Tenista de Goianésia disputa final juvenil em Roland Garros

Tenista de Goianésia disputa final juvenil em Roland Garros

O goiano Luís Augusto Queiroz Miguel, de 17 anos, conquistou o título juvenil do torneio de Roland Garros, neste sábado (6), em final contra o norte-americano Marcus Antonius. Antes mesmo de levantar o troféu, o brasileiro já havia chegado ao topo do ranking e se tornado o novo número 1 do mundo na categoria. É a ascensão meteórica de uma carreira que começou muito antes, dentro de casa.

O pai, Luís Miguel, e o irmão cinco anos mais velho, Luís Felipe Miguel, também jogam. ‘Guto’, como era chamado por ser o caçula, também cresceu recebendo os de casa na modalidade.

Guto Miguel com o irmão, Luís Felipe (Foto: Reprodução/@gutomigueltenista/Instagram)

Em Goianésia, no Vale do São Patrício, aos cinco anos de idade, bateu as primeiras bolinhas na parede. Enquanto o pai ensinava, o irmão mais velho treinava ao lado. Logo depois, mudou-se para Goiânia, onde intensificou a prática.

Guto Miguel na categoria 12 anos em Goiânia (Foto: Reprodução/@gutomigueltenista/Instagram)

A mudança

Quando Luís completou 14 anos, veio a decisão mais difícil: deixar a capital goiana rumo a Brasília, onde Guto iria se profissionalizar. Mesmo sem nada garantido, o sonho continuou nas quadras da capital federal, até que a família também se mudou para lá.

Guto com o técnico Kike Granjeiro (Foto: Reprodução/@gutomigueltenista/Instagram)

Em Brasília, passou a treinar com Dumont Guimarães, 57, e Kike Granjeiro, dupla que acompanha o jovem goiano até hoje.

Guto campeão de simples e duplas, categoria 14 anos, do torneio Cosat de São Paulo (Foto: Reprodução/@gutomigueltenista/Instagram)

Em 2024, Guto conseguiu se classificar, pela primeira vez, para o torneio juvenil de Roland Garros.
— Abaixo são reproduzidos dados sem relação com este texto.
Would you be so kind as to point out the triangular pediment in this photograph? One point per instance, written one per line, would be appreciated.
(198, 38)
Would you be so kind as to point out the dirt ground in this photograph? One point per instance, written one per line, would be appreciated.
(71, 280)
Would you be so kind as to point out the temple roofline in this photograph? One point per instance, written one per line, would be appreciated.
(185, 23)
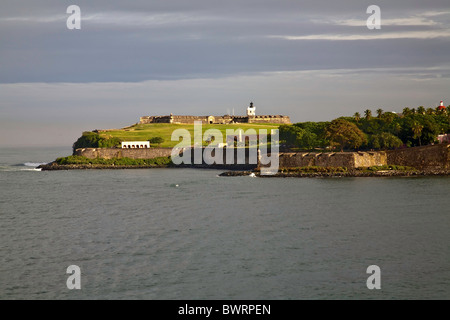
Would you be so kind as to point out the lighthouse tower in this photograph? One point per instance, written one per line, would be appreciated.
(251, 110)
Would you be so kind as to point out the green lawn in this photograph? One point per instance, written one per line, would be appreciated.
(144, 132)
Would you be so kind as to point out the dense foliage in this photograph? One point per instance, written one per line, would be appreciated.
(385, 130)
(160, 161)
(94, 140)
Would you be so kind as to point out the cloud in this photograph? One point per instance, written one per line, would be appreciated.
(376, 35)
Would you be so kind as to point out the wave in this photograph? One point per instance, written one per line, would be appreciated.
(29, 164)
(31, 169)
(33, 164)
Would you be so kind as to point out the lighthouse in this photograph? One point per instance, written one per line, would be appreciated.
(251, 110)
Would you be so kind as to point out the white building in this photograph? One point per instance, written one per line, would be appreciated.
(251, 110)
(135, 145)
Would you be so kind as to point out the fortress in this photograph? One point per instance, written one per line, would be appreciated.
(251, 117)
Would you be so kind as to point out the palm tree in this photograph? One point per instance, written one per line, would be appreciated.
(417, 130)
(421, 110)
(379, 113)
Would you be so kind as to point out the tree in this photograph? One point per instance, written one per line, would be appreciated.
(384, 141)
(156, 140)
(379, 113)
(406, 111)
(291, 135)
(343, 133)
(417, 130)
(421, 110)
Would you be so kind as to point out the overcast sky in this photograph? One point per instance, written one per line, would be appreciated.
(311, 60)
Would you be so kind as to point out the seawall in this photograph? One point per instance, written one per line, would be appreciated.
(349, 160)
(434, 157)
(109, 153)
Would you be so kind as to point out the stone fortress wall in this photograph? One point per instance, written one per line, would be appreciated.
(251, 117)
(434, 157)
(227, 119)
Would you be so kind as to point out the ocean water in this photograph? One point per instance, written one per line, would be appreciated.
(190, 234)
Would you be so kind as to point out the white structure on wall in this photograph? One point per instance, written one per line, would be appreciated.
(251, 110)
(135, 145)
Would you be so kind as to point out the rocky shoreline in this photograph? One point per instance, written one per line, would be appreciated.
(356, 173)
(53, 166)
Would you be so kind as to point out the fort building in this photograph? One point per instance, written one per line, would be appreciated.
(251, 117)
(135, 144)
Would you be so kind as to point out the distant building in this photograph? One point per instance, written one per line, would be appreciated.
(251, 110)
(444, 138)
(251, 117)
(135, 145)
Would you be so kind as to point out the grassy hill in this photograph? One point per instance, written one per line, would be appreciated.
(144, 132)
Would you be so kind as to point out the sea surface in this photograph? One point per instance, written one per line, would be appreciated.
(190, 234)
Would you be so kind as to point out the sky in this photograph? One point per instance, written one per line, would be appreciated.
(310, 60)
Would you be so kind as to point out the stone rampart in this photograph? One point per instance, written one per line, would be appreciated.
(109, 153)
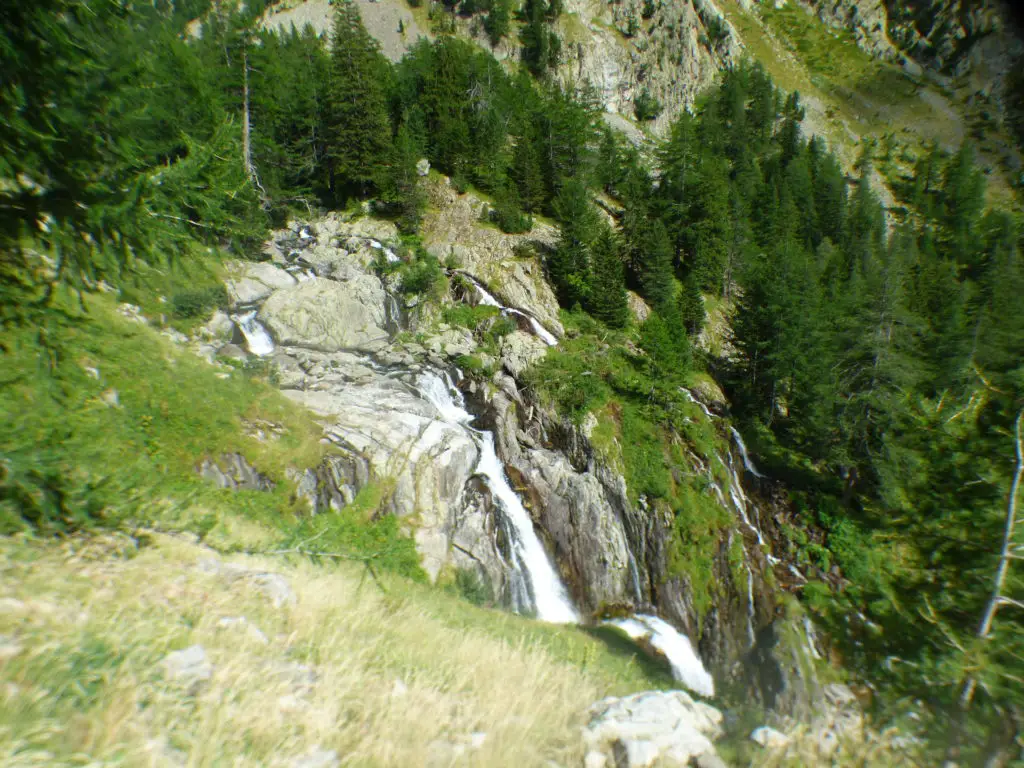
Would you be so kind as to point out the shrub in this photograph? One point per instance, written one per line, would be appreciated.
(197, 302)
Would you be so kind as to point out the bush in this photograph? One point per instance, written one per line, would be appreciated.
(422, 274)
(198, 302)
(510, 219)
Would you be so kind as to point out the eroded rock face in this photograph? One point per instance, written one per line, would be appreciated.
(329, 315)
(666, 728)
(673, 54)
(251, 282)
(508, 263)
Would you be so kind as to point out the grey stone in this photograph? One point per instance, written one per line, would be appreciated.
(519, 350)
(187, 668)
(251, 282)
(272, 586)
(218, 327)
(662, 727)
(769, 737)
(233, 352)
(241, 623)
(235, 472)
(328, 315)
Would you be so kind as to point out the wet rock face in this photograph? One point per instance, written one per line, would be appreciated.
(232, 471)
(651, 728)
(329, 315)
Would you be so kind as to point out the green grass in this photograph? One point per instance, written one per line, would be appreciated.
(107, 422)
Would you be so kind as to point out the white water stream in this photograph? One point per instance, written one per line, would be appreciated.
(538, 585)
(548, 595)
(686, 667)
(257, 338)
(539, 331)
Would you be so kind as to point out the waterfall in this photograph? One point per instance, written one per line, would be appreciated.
(550, 599)
(532, 580)
(487, 300)
(750, 598)
(686, 667)
(257, 338)
(390, 255)
(748, 464)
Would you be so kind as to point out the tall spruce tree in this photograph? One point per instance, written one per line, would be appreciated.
(358, 127)
(606, 291)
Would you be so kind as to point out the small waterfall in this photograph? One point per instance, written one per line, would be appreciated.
(748, 464)
(257, 338)
(550, 599)
(390, 255)
(750, 599)
(487, 300)
(686, 667)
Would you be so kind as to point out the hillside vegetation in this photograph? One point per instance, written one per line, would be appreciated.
(873, 364)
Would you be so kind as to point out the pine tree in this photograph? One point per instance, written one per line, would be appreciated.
(359, 129)
(569, 264)
(606, 292)
(655, 265)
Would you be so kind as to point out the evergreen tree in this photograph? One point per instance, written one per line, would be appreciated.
(569, 264)
(656, 272)
(358, 128)
(498, 23)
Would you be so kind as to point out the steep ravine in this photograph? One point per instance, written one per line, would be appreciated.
(400, 415)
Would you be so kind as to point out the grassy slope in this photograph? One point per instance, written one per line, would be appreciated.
(93, 617)
(851, 96)
(96, 611)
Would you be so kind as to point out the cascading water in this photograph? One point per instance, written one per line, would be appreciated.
(550, 598)
(534, 582)
(487, 300)
(686, 667)
(748, 464)
(257, 338)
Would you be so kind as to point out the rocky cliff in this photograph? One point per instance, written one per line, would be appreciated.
(409, 403)
(976, 41)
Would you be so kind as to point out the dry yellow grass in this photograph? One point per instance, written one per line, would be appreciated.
(396, 682)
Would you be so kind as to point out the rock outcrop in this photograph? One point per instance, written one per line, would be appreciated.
(329, 315)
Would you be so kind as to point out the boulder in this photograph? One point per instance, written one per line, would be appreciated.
(324, 314)
(187, 668)
(519, 350)
(665, 728)
(574, 510)
(769, 737)
(452, 343)
(251, 282)
(235, 472)
(427, 456)
(638, 307)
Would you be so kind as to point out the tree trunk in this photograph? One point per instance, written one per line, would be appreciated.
(996, 599)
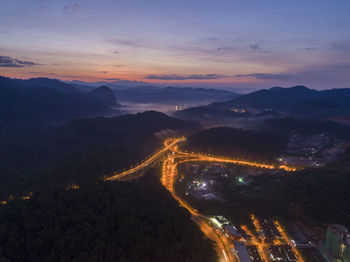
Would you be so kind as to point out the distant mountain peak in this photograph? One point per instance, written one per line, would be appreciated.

Ele estreou vencendo o britânico Benjamin Gusic-Wan, mas foi superado na sequência pelo japonês Rei Sakamoto, então número 1 do mundo, por duplo 6-0, na segunda rodada da chave de simples.

Treino de Guto Miguel em Goiânia, em 2020 (Foto: Reprodução/@gutomigueltenista/Instagram)

Nadal, Rune e Fonseca

No ano seguinte, chegou à semifinal do US Open juvenil e venceu o J500 de Mérida, tornando-se o primeiro brasileiro a vencer um título nessa categoria desde o gaúcho Orlando Luz, que ergueu o troféu em 2015.

Além disso, Guto ganhou ainda mais experiência treinando ao lado do dinamarquês Holger Rune, ex-top 5 do mundo, e passou uma semana no centro de treinamento de Rafael Nadal na Espanha.

Gutão ainda treinou ao lado de João Fonseca, uma referência para o jovem goiano, dois anos mais novo que o carioca.

Guto e o ídolo Novak Djokovic (Foto: Reprodução/@gutomigueltenista/Instagram)

Neste ano, Gutão venceu o J300 em Traralgon, na Austrália, em simples e nas duplas, e depois alcançou as quartas-de-final do Australian Open juvenil.

Ao lado do irmão Luís Felipe, iniciou a transição para professional. Logo depois, estreou no Rio Open – ATP 500, mas perdeu. O goiano enfrentou Vilius Gaubas (então número 126 do ranking da ATP), da Lituânia, porém acabou derrotado pelo placar de 2 a 1, com parciais de 6/3, 2/6 e 6/2, em uma partida que durou 2h11.

O jovem tenista goiano com o treinador Dumont Guimarães (Foto: Reprodução/@gutomigueltenista/Instagram)

Roland Garros

Para chegar à final juvenil de Roland Garros, Guto Miguel superou Hyu Kawanishi (Japão) na primeira fase, Ryan Cozad (Estados Unidos) na segunda, Nicolas Baena (Peru) nas oitavas-de-final, Thilo Behrmann (Áustria) nas quartas, e o brasileiro Leonardo Stock, de Mato Grosso, na semi.

O desafio na grande decisão é contra o estadunidense Michael Antonius, de 16 anos, jovem promessa do tênis dos Estados Unidos. Caso vença hoje (6), será o maior título da carreira de Gutão.